Beyond water, Afghanistan’s collaboration with India and its treatment of foreign investors, such as Chinese firms accused of underperformance and subjected to asset confiscation, demonstrates erratic governance. These actions undermine investor confidence and risk further isolating Afghanistan from the international community.

Internally, the Taliban-led regime continues to struggle for legitimacy. Its engagement in external disputes, such as water and border issues, seems aimed at rallying domestic support. Yet this approach risks backfiring, deepening both domestic discontent and regional instability.

Pakistan, therefore, must respond through a strategic approach that addresses both water-sharing and militancy together. These are not separate issues; they are deeply interconnected. Water security cannot be ensured without border security, and vice versa. Pakistan’s rights to its transboundary water sources must be asserted firmly while keeping diplomatic channels open.

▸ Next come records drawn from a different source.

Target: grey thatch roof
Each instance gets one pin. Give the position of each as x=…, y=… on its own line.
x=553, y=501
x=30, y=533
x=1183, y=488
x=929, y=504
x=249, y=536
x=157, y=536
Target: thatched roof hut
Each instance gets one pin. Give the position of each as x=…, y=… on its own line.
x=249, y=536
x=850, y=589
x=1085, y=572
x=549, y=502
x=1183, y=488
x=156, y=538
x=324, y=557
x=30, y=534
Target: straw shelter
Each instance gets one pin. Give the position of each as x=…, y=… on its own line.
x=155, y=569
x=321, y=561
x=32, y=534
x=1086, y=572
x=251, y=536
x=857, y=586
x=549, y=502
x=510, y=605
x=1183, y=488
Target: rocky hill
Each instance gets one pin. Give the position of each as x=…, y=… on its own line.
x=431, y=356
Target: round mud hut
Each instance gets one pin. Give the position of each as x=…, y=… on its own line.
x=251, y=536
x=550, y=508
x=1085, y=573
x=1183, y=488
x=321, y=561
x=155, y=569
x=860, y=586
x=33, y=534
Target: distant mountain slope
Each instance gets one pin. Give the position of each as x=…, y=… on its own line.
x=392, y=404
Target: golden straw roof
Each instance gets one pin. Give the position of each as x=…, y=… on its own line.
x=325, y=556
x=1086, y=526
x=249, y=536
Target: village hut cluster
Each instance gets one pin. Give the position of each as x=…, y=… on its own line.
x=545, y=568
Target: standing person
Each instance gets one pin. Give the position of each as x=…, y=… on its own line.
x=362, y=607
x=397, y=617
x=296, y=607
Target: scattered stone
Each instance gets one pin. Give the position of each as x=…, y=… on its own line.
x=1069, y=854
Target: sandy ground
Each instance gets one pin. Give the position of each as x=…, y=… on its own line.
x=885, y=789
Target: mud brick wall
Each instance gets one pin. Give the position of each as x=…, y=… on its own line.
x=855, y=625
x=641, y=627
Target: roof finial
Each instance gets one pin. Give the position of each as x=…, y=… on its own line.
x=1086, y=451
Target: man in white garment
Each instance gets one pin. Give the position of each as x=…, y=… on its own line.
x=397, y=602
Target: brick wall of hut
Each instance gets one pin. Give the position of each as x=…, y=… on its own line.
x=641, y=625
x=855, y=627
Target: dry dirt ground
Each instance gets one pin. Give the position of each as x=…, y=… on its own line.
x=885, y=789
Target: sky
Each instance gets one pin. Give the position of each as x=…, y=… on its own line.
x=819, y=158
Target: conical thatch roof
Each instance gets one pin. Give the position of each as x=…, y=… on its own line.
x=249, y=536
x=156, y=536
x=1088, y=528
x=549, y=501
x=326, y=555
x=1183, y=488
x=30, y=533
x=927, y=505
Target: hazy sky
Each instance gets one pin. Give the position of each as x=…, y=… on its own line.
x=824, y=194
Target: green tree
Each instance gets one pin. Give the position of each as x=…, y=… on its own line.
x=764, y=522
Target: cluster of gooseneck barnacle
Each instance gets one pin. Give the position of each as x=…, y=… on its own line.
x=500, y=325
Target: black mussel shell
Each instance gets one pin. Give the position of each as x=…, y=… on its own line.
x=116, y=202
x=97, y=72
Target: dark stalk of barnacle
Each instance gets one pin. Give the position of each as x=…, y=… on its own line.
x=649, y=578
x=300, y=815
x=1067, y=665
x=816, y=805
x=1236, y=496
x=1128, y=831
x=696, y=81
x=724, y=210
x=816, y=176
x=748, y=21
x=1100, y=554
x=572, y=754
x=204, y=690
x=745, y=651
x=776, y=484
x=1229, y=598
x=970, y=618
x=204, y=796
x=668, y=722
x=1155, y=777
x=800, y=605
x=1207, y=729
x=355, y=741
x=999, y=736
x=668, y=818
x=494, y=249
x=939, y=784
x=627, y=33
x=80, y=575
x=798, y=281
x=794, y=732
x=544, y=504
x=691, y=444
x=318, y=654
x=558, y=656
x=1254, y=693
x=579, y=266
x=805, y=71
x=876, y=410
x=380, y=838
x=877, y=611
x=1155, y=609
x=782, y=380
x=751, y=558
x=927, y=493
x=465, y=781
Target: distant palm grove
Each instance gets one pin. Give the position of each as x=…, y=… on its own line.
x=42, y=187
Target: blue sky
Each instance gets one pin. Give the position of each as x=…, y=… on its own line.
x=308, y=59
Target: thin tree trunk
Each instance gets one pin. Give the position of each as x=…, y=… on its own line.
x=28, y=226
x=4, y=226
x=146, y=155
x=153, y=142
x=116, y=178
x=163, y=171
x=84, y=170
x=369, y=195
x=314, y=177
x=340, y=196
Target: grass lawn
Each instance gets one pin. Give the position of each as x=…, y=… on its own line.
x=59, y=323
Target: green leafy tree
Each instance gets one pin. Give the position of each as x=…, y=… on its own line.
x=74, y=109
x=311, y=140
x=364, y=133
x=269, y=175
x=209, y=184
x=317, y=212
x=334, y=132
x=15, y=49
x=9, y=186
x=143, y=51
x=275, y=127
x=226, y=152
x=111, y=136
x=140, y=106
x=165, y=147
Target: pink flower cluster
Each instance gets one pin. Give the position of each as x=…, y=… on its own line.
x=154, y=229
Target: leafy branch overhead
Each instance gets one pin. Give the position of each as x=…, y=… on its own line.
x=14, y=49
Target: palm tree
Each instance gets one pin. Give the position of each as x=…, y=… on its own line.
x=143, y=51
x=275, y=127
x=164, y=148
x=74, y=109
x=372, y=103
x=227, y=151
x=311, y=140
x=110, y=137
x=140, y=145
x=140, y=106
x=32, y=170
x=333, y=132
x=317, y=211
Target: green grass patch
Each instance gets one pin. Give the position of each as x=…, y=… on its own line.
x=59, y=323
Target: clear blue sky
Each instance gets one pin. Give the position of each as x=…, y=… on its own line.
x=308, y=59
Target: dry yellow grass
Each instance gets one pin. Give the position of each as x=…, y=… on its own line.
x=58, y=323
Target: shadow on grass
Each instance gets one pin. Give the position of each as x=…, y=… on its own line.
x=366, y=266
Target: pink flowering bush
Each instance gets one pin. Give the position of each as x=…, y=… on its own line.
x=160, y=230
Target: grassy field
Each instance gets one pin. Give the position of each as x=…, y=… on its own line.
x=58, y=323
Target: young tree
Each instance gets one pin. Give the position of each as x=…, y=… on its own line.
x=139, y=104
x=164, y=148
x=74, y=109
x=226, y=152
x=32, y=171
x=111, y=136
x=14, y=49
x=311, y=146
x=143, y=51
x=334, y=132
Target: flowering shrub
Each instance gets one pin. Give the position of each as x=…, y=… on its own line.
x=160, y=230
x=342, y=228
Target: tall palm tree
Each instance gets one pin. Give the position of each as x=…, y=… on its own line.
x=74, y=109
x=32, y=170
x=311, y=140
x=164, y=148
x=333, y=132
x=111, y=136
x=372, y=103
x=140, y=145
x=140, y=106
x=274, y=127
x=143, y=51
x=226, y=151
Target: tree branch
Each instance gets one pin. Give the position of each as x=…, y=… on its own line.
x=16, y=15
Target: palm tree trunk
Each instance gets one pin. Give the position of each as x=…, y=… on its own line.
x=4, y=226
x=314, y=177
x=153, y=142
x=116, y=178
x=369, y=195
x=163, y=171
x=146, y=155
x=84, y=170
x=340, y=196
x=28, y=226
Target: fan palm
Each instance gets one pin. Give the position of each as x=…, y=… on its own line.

Regional cooperation is vital. Multilateral mechanisms such as the Moscow Format, the Trilateral (China-Pakistan-Afghanistan), and the Quadrilateral (China-Pakistan-Russia-Iran) provide platforms to address terrorism, water governance, and economic integration collectively. These forums should be used more actively to de-escalate tensions and promote stability.

The stakes are high. Around 400 million people across Pakistan, India, and Afghanistan still live in poverty, many without access to education or basic healthcare. Each rise in regional tension diverts precious resources from human development to defense, perpetuating cycles of poverty and insecurity.

For Pakistan, success will depend on balancing security needs with development goals. The rare earth partnership with the United States offers an opportunity for economic transformation, but only if regional peace can be secured. Similarly, sustainable management of shared water resources with Afghanistan can turn a potential conflict into cooperation.

Ultimately, Afghanistan’s turmoil, India’s opportunism, and Pakistan’s vulnerabilities form an intricate triangle that will define South Asia’s stability in the coming decade. The path forward lies not in confrontation but in coordinated diplomacy and pragmatic policy.

Afghanistan must act responsibly by curbing militancy, respecting transboundary water rights, and creating a safe environment for investors. Pakistan, in turn, must continue using diplomatic forums to protect its security and economic interests. The move toward regional stability cannot be imported; it must be built locally, step by step, through understanding and respect for shared resources.

The real test of leadership in both countries will be measured not by rhetoric but by their ability to turn conflict into cooperation. The future of South Asia depends on how wisely both nations prepare the ground beneath their shared borders and rivers.